To tie two thoughts together now. . .

Since I rarely remember what I was going to say by the time I have a chance to say it, and since the end of the year is coming on us like a night train (only 80 shopping days left until Christmas, people, and I still have 23 posts to write after this one), since I'm getting desperate, I'm going to do what I call, "pull a Garrison."

To "pull a Garrison" is to ramble and see what comes out.

I haven't pulled out the annuals and planted daffodils yet.  That's a confession.  It was a rainy weekend and a rainy week.

Rain can keep you from what you need to do.  The farmers are feeling that, this year.  I don't know how those poor guys are going to get the corn harvested, let alone the soybeans.

Rain can be a good thing, at the right time and in the right amount.  The sun is the same: a lot of sun is good sometimes, but too much sun withers the earth.

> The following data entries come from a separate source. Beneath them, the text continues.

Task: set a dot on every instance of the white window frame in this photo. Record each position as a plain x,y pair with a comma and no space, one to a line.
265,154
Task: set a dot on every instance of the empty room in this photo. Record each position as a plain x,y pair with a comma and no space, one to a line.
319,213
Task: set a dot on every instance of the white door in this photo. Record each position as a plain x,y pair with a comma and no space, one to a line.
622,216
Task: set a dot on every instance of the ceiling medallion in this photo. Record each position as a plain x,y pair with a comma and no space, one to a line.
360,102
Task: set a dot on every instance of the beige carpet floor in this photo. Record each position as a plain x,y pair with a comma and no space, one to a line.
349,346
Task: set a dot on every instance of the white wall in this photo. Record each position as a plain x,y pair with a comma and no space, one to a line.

Generally speaking, I think you want rain in the spring and sunshine in the autumn, but you don't get to pick, so what is the point?

I cannot imagine being a farmer, working that hard, expending all those resources for each spring planting, while being completely at the mercy of forces that you have absolutely no control over.  And yet, what would happen to us if all the farmers gave up farming because it is too risky?  What then?

I need farmers because I'm not much good at gardening.  Somebody told me today that I should have a garden and grow my own greens so I could avoid herbicides and pesticides and GMOs.  Even if I could successfully grow a bunch of greens, could I get full off them?  I have never found greens to be satisfactorily filling, and even if I were to get full, they don't hold a person very long.  They don't stick to your ribs.

I like growing flowers.  You can eat nasturtiums.  They are very spicy, but they aren't filling either.

Daffodils are poisonous, which is why I plant them instead of tulips.  Tunneling rodents love to eat tulip bulbs.  I figure with daffodil bulbs, either the little critters will leave them alone, or else, if they eat them, I'll have poisoned some tunneling rodents, so that's a win-win.

This writing exercise did not work, but I'm leaving it anyway.  If I erase it and write something else now, it will be dishonest, not a true (albeit failed) ramble.

I wonder if this is a dumb goal, trying to write 100 posts by year end?  Maybe it's just a waste of time.